Chat => Tech Chat => Topic started by: Weaver on November 09, 2018, 05:04:50 AM

Title: Compressors - versioning
Post by: Weaver on November 09, 2018, 05:04:50 AM
Let’s say that you create a large archive file that contains several versions of some source code. Each of the versions is nearly identical, just a few bytes have changed between the versions. The archive just contains the while lot, concatenated together and then compressed a lot. Now a version control systems that I once used would difference the source files and just store reverse deltas so the latest version would be stored in full, for very quick retrieval and instead of storing older versions the system would merely store reverse deltas, generated by computing reverse edit operations which need to be applied to the latest version to get back from each later version to the one before it, so the time to retrieve an old version increases linearly, costing  k * ( v_latest - v_requested ) + k0.

I wondered though, is there a good compressor around that is not ‘vcs-award’ but just accidentally happens to do a very good job if large parts of the archive are identical to other parts? So it just happens to give huge compression in the case where you are storing multiple versions.
Title: Re: Compressors - versioning
Post by: adrianw on November 10, 2018, 01:55:10 PM
xz with a LOT of memory may do the job for you.
Title: Re: Compressors - versioning
Post by: CarlT on November 10, 2018, 03:58:10 PM
Any that are any good as that's basically how they work?

They find as large a block of unique data as they can find and where it's duplicated represent the duplicated block with a pointer to the original.

They aren't as good as dedicated deduplication solutions but should do a fair job of reducing redundancy. LZ etc work in this way.
Title: Re: Compressors - versioning
Post by: Weaver on November 10, 2018, 07:56:52 PM
‘As that’s basically how they work’ - agreed, but my caution was due to a concern with a possible limitation if the size of the range over which a compressor looks, how far back it can go. Very large buffers are needed, which might rule out some. I expected some to be very effective, others less so because this is not the kind of situation they expect to have to handle. And certainly not all compressors work as L2, like back-pointer compression. Huffman compressors for example.

[Moderated edited, typo correction . . . s/nit/not/]
Title: Re: Compressors - versioning
Post by: CarlT on November 10, 2018, 11:13:47 PM
That's the same limitation with everything. Sooner or later you run out of resources to remember what you've already seen and store changes only.

Bit of an apples and oranges thing here. Compression is intended for a single pass or with a limited buffer to transmute compression of a stream. What you're talking about is a completely different thing, storing a baseline data set and then writing changes only.

Can get some mileage from doing both: running a deduplication algorithm then running legacy compression on the data that can't be deduplicated and the pointers.
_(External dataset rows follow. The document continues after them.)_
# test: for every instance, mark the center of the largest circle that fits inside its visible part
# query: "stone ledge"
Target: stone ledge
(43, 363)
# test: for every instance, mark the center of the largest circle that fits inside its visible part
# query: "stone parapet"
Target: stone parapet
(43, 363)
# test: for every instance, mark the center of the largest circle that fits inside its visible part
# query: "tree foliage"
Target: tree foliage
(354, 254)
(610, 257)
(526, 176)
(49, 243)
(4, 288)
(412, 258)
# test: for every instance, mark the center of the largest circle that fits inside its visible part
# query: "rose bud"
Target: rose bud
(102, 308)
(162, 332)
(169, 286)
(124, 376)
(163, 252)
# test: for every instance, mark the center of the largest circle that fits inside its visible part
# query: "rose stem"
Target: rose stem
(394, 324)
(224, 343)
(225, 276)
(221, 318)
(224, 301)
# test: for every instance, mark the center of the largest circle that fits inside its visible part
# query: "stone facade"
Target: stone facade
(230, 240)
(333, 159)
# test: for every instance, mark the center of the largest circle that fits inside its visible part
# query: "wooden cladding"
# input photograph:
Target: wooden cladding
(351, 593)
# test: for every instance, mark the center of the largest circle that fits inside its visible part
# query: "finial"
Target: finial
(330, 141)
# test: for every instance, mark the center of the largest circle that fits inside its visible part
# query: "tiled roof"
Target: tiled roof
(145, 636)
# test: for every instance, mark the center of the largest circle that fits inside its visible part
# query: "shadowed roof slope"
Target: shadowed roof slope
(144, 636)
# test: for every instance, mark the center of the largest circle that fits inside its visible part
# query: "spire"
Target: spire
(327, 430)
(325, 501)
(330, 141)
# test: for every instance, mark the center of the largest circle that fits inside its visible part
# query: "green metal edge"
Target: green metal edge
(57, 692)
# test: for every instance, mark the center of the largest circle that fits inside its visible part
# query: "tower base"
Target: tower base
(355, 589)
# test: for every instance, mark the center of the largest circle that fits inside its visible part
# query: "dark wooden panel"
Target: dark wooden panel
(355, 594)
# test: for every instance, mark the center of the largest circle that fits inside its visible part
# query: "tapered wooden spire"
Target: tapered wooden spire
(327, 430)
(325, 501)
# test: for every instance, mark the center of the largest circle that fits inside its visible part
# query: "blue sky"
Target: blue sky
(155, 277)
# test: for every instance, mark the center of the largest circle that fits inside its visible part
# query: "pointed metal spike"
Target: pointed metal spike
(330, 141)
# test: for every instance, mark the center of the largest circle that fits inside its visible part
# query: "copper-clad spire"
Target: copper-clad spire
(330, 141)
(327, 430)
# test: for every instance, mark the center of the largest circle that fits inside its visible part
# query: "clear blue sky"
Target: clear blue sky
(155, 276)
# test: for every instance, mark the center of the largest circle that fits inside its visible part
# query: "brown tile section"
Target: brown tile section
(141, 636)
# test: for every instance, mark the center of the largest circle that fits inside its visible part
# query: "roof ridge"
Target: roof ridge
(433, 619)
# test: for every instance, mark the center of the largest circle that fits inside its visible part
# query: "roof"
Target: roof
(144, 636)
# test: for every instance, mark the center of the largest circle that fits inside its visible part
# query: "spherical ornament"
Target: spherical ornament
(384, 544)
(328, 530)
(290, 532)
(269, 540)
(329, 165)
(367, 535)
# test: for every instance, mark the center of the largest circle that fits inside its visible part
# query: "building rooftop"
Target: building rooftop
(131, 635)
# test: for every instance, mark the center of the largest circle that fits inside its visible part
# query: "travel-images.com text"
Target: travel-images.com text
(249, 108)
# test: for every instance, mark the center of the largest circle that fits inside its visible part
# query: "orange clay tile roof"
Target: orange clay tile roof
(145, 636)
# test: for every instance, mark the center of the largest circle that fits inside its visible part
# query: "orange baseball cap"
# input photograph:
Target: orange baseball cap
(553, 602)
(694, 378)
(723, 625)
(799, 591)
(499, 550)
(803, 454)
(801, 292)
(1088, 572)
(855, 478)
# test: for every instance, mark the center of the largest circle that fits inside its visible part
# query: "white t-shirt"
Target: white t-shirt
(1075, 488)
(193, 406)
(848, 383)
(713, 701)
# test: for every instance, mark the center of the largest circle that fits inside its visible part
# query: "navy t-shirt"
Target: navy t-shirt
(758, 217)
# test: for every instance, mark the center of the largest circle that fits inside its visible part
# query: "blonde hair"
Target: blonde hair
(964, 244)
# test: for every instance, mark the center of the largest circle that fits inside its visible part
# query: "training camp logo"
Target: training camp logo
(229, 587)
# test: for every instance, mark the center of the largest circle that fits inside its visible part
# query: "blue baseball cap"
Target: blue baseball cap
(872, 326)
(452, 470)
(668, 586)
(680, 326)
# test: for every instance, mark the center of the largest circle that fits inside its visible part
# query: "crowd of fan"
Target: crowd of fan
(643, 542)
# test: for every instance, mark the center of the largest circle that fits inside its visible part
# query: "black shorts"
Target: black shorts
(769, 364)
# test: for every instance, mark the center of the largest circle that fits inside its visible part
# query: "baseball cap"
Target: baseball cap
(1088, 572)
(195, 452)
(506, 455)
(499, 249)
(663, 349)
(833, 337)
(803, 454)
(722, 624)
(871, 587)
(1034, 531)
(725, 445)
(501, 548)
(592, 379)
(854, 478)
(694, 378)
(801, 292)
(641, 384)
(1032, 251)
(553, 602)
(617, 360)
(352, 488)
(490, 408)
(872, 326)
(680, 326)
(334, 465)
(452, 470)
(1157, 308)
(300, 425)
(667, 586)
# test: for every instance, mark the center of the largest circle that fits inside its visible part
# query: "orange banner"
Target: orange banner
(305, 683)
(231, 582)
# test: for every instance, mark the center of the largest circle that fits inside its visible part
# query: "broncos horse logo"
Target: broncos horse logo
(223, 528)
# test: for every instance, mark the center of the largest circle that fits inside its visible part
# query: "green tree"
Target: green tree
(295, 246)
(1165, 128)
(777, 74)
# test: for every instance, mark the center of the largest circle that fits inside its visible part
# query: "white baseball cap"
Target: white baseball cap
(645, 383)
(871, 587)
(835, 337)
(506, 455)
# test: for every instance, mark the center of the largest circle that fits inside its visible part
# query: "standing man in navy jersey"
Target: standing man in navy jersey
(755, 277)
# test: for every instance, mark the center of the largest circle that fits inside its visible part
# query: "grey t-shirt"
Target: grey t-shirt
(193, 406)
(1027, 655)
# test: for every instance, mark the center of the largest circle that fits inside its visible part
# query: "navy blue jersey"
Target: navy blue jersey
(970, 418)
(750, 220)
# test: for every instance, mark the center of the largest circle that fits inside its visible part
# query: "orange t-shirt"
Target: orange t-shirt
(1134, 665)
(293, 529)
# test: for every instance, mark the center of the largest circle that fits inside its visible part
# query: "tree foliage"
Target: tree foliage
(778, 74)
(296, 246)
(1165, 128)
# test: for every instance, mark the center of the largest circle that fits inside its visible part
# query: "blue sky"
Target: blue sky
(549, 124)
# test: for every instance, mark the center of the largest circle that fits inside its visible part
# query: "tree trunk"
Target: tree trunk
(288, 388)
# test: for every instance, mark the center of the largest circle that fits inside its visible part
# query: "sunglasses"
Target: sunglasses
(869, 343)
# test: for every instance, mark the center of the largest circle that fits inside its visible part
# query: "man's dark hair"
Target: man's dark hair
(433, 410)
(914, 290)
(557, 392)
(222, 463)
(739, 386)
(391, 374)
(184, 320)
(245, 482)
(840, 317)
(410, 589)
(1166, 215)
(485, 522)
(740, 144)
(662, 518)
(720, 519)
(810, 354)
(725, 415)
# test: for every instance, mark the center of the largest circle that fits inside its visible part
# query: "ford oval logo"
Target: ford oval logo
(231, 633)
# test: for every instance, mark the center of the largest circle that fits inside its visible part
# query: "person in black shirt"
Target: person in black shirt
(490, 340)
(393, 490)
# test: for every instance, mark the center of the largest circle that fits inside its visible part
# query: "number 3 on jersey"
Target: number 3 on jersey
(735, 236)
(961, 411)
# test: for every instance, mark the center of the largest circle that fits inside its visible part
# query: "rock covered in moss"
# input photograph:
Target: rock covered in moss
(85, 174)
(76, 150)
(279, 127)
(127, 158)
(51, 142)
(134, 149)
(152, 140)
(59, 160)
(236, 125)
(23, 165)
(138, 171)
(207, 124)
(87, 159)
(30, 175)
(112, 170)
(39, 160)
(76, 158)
What you're talking about, though, is basically what LZ etc already kinda do. No single run compression can write deltas for obvious reasons. Deduplication is the best they can do and, combined with LZ or similar, it produces about the best results.

This is the kind of format used in various storage arrays. Storing the deltas then, when transferring data to a DR array, possibly running further compression on the streams. WAN optimisation kit also does similar, deduplicating data streams in real time, replacing their store of data to deduplicate against in LRU fashion, and using stream compression to reduce data that cannot be deduplicated as it's first pass and remote side needs it, alongside LZ on the output after deduplication.
Title: Re: Compressors - versioning
Post by: Weaver on November 10, 2018, 11:58:56 PM
Combining two method makes a lot of sense - small scale and larger scale.